Multidimensional & Dimensionality Reduction

Materials for class on Monday, October 14, 2019

Contents

Announcements

  1. Quiz 2 will be available tomorrow morning. You have until 5:59pm, Monday October 21 to complete. Canvas link to Quiz 2

  2. Tomorrow, RStudio Engineer Davis Vaughn (SpeakerDeck) will be presenting for the Charlotte RMeetup Group tomorrow from 12-1pm at CenterCity 1102. Remember, if you attend (must attend the full hour), per the Extra Credit Policy, you will receive 1% extra credit for attending. I will take attendance after the session.

  3. RMeetup Group for optional final project presentation in December meeting. We had 21 students respond with “Yes”. Therefore, I’m going to book our class as presenting up to five group projects for the last RMeetup Group. You don’t have to do anything, simply mark your calendars for Tuesday, December 17 from 12-1pm at CenterCity.

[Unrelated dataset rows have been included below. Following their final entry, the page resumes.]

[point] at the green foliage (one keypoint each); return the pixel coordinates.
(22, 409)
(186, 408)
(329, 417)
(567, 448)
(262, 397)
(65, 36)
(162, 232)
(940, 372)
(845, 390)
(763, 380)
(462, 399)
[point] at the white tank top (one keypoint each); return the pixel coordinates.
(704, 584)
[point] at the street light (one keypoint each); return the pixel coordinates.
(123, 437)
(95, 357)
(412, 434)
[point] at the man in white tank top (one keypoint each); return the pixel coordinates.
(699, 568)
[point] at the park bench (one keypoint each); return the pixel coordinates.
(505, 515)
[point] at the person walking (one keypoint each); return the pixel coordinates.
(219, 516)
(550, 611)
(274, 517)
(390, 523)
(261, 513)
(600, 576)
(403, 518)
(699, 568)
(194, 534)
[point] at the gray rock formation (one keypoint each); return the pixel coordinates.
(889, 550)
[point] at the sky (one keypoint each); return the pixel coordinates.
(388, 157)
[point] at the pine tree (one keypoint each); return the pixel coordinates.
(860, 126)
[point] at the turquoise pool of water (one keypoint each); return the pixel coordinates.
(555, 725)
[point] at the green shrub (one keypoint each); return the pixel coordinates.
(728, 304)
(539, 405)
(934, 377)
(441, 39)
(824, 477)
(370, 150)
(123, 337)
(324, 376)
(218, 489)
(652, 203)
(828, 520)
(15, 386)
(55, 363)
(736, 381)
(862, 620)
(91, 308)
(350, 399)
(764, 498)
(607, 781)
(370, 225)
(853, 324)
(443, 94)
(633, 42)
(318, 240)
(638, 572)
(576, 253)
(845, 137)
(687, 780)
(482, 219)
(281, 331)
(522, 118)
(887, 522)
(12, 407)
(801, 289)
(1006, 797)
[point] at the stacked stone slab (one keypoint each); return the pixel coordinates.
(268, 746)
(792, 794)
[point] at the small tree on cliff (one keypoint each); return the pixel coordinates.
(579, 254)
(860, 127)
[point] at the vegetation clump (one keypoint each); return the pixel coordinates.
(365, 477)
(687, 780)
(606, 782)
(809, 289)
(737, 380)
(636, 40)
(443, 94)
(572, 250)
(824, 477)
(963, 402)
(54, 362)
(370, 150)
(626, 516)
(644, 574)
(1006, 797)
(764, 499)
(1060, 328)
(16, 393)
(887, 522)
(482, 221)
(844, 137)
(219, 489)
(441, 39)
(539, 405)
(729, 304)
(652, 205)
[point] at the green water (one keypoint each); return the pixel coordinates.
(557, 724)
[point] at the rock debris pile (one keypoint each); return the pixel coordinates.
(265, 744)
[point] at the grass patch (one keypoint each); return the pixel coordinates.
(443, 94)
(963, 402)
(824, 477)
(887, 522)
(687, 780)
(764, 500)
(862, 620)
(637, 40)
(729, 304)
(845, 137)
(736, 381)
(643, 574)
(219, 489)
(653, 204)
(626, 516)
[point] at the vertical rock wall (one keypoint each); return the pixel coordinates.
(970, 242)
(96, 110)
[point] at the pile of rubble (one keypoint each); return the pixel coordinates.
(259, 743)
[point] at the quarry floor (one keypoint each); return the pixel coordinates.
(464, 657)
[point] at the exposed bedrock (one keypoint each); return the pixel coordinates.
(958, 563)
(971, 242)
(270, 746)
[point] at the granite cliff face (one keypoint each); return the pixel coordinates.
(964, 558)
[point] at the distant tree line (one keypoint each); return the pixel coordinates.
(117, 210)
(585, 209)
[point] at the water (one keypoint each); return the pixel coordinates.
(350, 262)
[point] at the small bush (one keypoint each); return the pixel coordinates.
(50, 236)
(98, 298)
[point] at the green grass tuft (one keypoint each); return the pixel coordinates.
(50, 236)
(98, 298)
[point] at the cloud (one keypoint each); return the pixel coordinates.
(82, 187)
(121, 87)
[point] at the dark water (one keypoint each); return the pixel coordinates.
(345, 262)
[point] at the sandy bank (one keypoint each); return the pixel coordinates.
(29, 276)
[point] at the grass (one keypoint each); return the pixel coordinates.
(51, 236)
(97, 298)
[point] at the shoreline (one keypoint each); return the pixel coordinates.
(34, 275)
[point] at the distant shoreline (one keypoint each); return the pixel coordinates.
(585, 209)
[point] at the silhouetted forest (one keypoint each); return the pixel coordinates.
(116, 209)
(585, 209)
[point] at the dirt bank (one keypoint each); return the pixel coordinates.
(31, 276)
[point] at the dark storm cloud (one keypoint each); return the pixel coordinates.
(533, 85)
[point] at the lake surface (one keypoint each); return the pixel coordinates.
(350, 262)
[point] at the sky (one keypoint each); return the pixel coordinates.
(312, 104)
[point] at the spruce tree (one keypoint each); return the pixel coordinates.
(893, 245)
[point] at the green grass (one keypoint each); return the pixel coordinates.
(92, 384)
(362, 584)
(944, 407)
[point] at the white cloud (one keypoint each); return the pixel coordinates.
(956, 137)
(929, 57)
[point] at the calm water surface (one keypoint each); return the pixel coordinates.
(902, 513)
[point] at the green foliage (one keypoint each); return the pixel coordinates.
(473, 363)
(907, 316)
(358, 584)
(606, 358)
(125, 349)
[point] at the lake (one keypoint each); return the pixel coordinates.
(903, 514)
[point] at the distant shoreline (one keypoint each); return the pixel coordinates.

  4. DataCamp 3 is due in 3 weeks (November 5) DataCamp no longer offers Intro to Shiny so have two options, which you’ll need to report on Canvas. Please see page for details.

Tweet of the day

Yan has an excellent visualization decision tree along with the r-graph gallery.com, python-graph-gallery.com, and even d3-graph-gallery.com.

Slides:

full screen / pdf version

Lab: Text and t-SNE

  1. We’ll run text application in this RStudio.cloud project. This uses reticulate package, allowing python packages.

  2. For this data set, we’ll use a sample of the CFPB Public Complaints data set. We’ll just use a sample of credit reporting (product) issues.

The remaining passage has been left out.